Bud Perrone, a spokesman for New York-based Tishman, declined to comment.
Under lease terms, which are still being negotiated, the EU would pay about $60 a square foot annually for 15 years, with an option for an additional five years, Matthews said. That would be a commitment of at least $40.5 million, or 31 million euros, the currency the organization seeks to stabilize as it grapples with its sovereign-debt crisis.
Rent About Same
The rent would be about the same on a per-square-foot basis as the rate for the EU’s current 41,000-square-foot office at 222 E. 41st St., a 25-story tower between Second and Third avenues, according to Matthews.
Both buildings are within walking distance of the UN headquarters, at the East River end of 42nd Street. The EU has permanent observer status at the international body.
The offices need to accommodate about 60 people, and ample conference space is a priority, especially during the UN’s “ministerial week in September, when we get a huge flood of visitors and VIPs from Brussels,” Matthews said.

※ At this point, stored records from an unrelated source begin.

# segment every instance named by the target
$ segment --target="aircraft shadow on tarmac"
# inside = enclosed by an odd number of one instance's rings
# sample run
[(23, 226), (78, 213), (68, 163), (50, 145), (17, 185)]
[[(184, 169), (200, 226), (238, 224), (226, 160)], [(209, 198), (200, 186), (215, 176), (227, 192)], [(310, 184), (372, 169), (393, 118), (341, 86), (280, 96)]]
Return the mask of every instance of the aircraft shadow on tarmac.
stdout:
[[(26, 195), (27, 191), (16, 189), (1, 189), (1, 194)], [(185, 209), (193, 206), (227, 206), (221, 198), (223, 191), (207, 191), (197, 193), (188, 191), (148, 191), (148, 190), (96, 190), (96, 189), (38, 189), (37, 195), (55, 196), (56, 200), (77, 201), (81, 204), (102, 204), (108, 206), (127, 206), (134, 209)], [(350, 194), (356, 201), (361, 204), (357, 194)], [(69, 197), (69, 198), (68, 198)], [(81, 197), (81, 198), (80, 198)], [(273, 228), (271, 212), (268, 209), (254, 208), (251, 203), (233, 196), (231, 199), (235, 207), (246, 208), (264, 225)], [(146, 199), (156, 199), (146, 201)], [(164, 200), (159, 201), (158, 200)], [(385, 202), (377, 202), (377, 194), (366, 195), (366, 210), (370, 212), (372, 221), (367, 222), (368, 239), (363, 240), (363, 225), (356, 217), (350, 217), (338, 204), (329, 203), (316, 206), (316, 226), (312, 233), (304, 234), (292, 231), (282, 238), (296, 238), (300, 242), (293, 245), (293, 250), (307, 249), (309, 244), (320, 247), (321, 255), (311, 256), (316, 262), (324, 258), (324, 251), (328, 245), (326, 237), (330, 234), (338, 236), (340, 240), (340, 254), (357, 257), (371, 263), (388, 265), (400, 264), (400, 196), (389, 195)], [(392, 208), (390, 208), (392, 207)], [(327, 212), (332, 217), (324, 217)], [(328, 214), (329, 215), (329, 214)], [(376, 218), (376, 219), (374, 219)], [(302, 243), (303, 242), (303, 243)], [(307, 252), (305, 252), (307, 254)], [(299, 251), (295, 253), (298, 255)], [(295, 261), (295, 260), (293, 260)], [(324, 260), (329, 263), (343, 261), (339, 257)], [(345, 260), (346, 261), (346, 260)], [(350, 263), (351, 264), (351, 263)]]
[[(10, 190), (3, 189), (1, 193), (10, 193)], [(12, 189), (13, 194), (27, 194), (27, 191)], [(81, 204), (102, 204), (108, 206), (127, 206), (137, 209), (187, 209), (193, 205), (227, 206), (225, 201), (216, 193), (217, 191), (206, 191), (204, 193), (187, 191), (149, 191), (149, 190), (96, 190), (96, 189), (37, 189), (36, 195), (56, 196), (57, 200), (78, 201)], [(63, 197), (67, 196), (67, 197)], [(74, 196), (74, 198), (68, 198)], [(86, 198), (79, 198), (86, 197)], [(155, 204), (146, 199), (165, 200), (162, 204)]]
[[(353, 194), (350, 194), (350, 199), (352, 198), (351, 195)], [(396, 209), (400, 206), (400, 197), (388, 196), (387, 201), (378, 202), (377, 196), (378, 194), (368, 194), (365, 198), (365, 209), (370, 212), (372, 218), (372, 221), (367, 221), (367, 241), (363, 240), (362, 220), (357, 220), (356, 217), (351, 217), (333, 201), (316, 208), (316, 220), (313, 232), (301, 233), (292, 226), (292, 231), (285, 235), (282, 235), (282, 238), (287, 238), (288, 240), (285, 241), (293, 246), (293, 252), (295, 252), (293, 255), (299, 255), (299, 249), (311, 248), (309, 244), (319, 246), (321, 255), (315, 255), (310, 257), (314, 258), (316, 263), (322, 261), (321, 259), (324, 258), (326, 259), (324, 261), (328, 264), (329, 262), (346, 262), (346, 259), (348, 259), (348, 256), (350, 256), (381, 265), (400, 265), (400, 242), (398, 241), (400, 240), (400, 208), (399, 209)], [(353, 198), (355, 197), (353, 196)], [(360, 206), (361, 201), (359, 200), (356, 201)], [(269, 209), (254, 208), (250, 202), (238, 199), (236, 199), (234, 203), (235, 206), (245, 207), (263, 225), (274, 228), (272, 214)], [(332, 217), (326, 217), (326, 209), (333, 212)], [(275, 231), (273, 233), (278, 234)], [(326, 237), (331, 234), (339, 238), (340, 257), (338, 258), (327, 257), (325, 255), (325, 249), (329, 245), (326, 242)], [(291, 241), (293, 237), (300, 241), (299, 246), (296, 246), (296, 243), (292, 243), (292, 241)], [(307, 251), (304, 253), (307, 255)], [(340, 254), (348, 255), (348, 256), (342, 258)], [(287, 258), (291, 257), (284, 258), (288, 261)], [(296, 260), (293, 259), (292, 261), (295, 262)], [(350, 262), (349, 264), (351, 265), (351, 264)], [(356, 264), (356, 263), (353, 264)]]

“We have 27, soon to be 28, member states that come and meet at this location,” he said. “This is, if you will, the rallying point where EU coordination takes place, so it has to be somewhere central.”

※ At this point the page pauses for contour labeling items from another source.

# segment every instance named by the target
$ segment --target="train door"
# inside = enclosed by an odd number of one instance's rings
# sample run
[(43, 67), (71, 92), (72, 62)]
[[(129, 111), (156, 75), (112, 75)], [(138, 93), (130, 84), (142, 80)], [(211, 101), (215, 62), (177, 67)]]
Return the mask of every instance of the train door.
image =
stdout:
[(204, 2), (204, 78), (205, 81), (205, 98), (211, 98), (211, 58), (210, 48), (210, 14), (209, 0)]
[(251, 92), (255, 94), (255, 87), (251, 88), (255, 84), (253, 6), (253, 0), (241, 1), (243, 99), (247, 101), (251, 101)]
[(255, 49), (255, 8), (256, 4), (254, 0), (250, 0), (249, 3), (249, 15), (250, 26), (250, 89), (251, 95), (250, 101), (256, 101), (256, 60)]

The New York Observer reported earlier this week that the EU is in talks for space at 666 Third Ave.
The EU was notified in the first quarter that its current landlord, Wells Real Estate Investment Trust II Inc. of Atlanta, wasn’t going to renew its lease, which expires in July. The building’s largest tenant, the international law firm Jones Day, is expanding into that space, according to one of the people with knowledge of the EU’s lease negotiations.

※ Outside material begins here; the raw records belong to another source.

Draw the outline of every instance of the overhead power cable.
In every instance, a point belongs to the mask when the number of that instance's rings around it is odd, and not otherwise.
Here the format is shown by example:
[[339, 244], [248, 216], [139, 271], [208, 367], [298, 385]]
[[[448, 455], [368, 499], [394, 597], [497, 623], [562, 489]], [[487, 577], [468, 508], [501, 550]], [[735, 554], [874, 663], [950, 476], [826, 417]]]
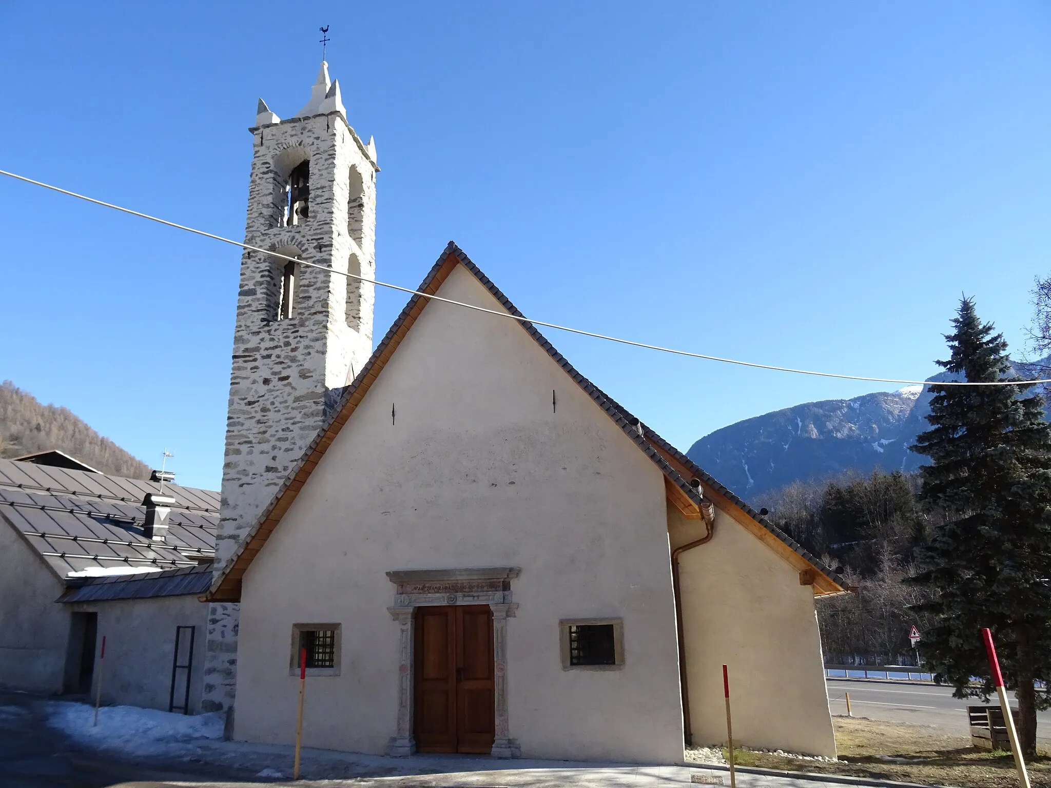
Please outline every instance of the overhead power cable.
[[367, 282], [370, 285], [377, 285], [379, 287], [390, 288], [391, 290], [399, 290], [403, 293], [409, 293], [411, 295], [419, 295], [424, 298], [430, 298], [431, 300], [442, 302], [444, 304], [452, 304], [456, 307], [463, 307], [465, 309], [473, 309], [476, 312], [486, 312], [487, 314], [496, 315], [497, 317], [511, 318], [512, 320], [518, 320], [519, 323], [529, 323], [533, 326], [544, 326], [545, 328], [556, 329], [557, 331], [565, 331], [571, 334], [579, 334], [581, 336], [591, 336], [595, 339], [605, 339], [611, 343], [619, 343], [620, 345], [628, 345], [634, 348], [643, 348], [644, 350], [656, 350], [661, 353], [672, 353], [679, 356], [687, 356], [689, 358], [703, 358], [708, 361], [720, 361], [721, 364], [734, 364], [739, 367], [753, 367], [760, 370], [772, 370], [775, 372], [791, 372], [797, 375], [813, 375], [817, 377], [834, 377], [841, 380], [866, 380], [875, 383], [905, 383], [908, 386], [1032, 386], [1034, 383], [1051, 383], [1051, 378], [1040, 378], [1034, 380], [989, 380], [989, 381], [965, 381], [965, 380], [946, 380], [941, 382], [930, 382], [928, 380], [907, 380], [904, 378], [895, 377], [869, 377], [866, 375], [844, 375], [837, 372], [818, 372], [815, 370], [799, 370], [792, 367], [778, 367], [772, 364], [758, 364], [756, 361], [741, 361], [736, 358], [723, 358], [721, 356], [713, 356], [706, 353], [694, 353], [688, 350], [676, 350], [675, 348], [664, 348], [660, 345], [650, 345], [648, 343], [635, 341], [633, 339], [622, 339], [617, 336], [610, 336], [609, 334], [599, 334], [594, 331], [584, 331], [583, 329], [570, 328], [569, 326], [559, 326], [557, 323], [547, 323], [544, 320], [535, 320], [531, 317], [526, 317], [523, 315], [514, 315], [508, 312], [499, 312], [495, 309], [487, 309], [486, 307], [478, 307], [474, 304], [465, 304], [463, 302], [453, 300], [452, 298], [442, 298], [440, 295], [434, 295], [432, 293], [420, 292], [419, 290], [413, 290], [412, 288], [401, 287], [399, 285], [391, 285], [388, 282], [379, 282], [379, 279], [370, 279], [368, 276], [360, 276], [355, 273], [350, 273], [348, 271], [337, 271], [334, 268], [329, 268], [328, 266], [322, 266], [317, 263], [310, 263], [298, 257], [292, 257], [287, 254], [281, 254], [279, 252], [270, 251], [269, 249], [261, 249], [257, 246], [252, 246], [251, 244], [246, 244], [241, 241], [233, 241], [232, 239], [226, 239], [222, 235], [215, 235], [211, 232], [205, 232], [204, 230], [198, 230], [193, 227], [187, 227], [186, 225], [177, 224], [174, 222], [169, 222], [166, 219], [160, 219], [158, 216], [151, 216], [148, 213], [142, 213], [141, 211], [131, 210], [130, 208], [123, 208], [119, 205], [114, 205], [112, 203], [106, 203], [102, 200], [96, 200], [95, 198], [89, 198], [85, 194], [78, 194], [76, 191], [69, 191], [68, 189], [63, 189], [58, 186], [53, 186], [51, 184], [44, 183], [42, 181], [35, 181], [32, 178], [26, 178], [25, 175], [19, 175], [15, 172], [8, 172], [7, 170], [0, 169], [0, 175], [7, 175], [8, 178], [14, 178], [17, 181], [22, 181], [24, 183], [33, 184], [34, 186], [40, 186], [45, 189], [50, 189], [51, 191], [57, 191], [60, 194], [67, 194], [68, 196], [77, 198], [78, 200], [84, 200], [88, 203], [95, 203], [96, 205], [101, 205], [104, 208], [111, 208], [116, 211], [121, 211], [122, 213], [129, 213], [132, 216], [139, 216], [140, 219], [147, 219], [150, 222], [157, 222], [158, 224], [166, 225], [168, 227], [174, 227], [177, 230], [185, 230], [186, 232], [191, 232], [194, 235], [203, 235], [206, 239], [211, 239], [212, 241], [221, 241], [224, 244], [230, 244], [231, 246], [241, 247], [242, 249], [248, 249], [249, 251], [260, 252], [262, 254], [269, 255], [271, 257], [276, 257], [277, 260], [286, 260], [290, 263], [298, 263], [301, 266], [307, 266], [308, 268], [317, 268], [322, 271], [328, 271], [329, 273], [334, 273], [339, 276], [348, 276], [352, 279], [357, 279], [358, 282]]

Terrell McCollum, a Wells spokesman, declined to comment. David Petrou, a Jones Day spokesman, didn’t immediately return phone and e-mail messages seeking comment. Beth Atkinson, a spokeswoman for New York-based Studley, said she would have to check with executives there before commenting.
The EU also looked at offices at 757 Third Ave., a 27-story property near East 47th Street, and 885 Second Ave., a 50-story tower a block west of the UN that’s also known as 1 Dag Hammarskjold Plaza, among other locations, Matthews said.
The EU’s rent would be lower at 757 Third Ave., according to Mitchell Konsker, a broker with Jones Lang LaSalle Inc. (JLL) who represents the building’s owner, RFR Holding LLC. The asking rate at the tower is $55 to $59 a square foot and “a couple hundred thousand” square feet are available, Konsker said.
Cost isn’t the EU’s only consideration, Matthews said, citing security as another priority. The organization is concerned that any move may complicate its mission, he said.
“There could be some disruption if things don’t go well,” he said. “It’s a busy time, and we’re doing all we can to avoid that.”